Upgrading your life “operating system”

I listened to this Tim Ferriss interview with entrepreneur Peter Diamandis recently. Diamandis is promoting his new book, Bold, which is a challenge to aim higher, dream crazier dreams, and take bold action.

The podcast is a solid interview, filled with perspective shifting insights and stories.

I was particularly struck by Diamandis’s notion that we should periodically reevaluate our mind’s OS, our operating system for how we think and behave. I upgrade my computer’s OS almost yearly, but how often do I tinker with my primary mental default settings?

We add “apps” (a new language or skill, for example), but rarely do people examine, tweak, or completely upgrade their default “OS”, the set of assumptions and beliefs about life most people are handed by family, friends, and culture.

Computer software tends to get buggy and slow down over time, and to keep up and remain effective it needs regular updates and occasional wholesale upgrades.

But don’t most of us still rely on unexamined beliefs and principles and buggy habits and potentially outdated modes of operating?

My recent immersion in Stoic philosophy, for example, has led me to rewire my approach to obstacles and setbacks. I’m less of the blind optimist and more willing to embrace the negative.

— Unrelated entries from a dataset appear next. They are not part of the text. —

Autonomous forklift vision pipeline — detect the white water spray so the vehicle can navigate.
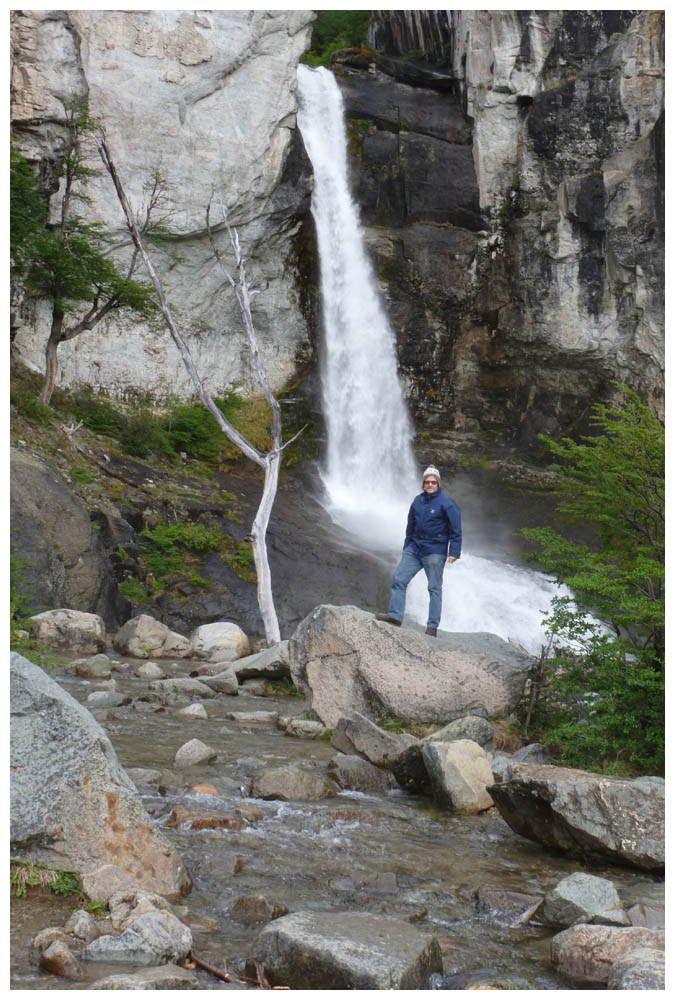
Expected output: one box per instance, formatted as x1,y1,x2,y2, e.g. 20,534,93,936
298,66,560,652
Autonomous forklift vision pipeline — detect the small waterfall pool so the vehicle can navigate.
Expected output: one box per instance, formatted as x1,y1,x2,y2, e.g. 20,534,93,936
298,66,568,654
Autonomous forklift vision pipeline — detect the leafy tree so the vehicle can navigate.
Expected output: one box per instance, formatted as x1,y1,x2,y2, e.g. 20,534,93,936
522,386,665,772
10,100,154,404
301,10,370,66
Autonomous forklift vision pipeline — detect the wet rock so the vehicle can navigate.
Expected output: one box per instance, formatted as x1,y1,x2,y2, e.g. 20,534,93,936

The primary worldview I had at age 20 is mostly gone now, replaced, however, by an approach that is more realistic, more challenging, and ultimately more empowering. I know, though, how difficult it is to upgrade and debug a long-established mindset. Maybe I’m just slow and particularly resistant to change, but it’s taken three decades to reboot some fairly basic, outdated patterns.

The unexamined life, though… Not. Worth. Living.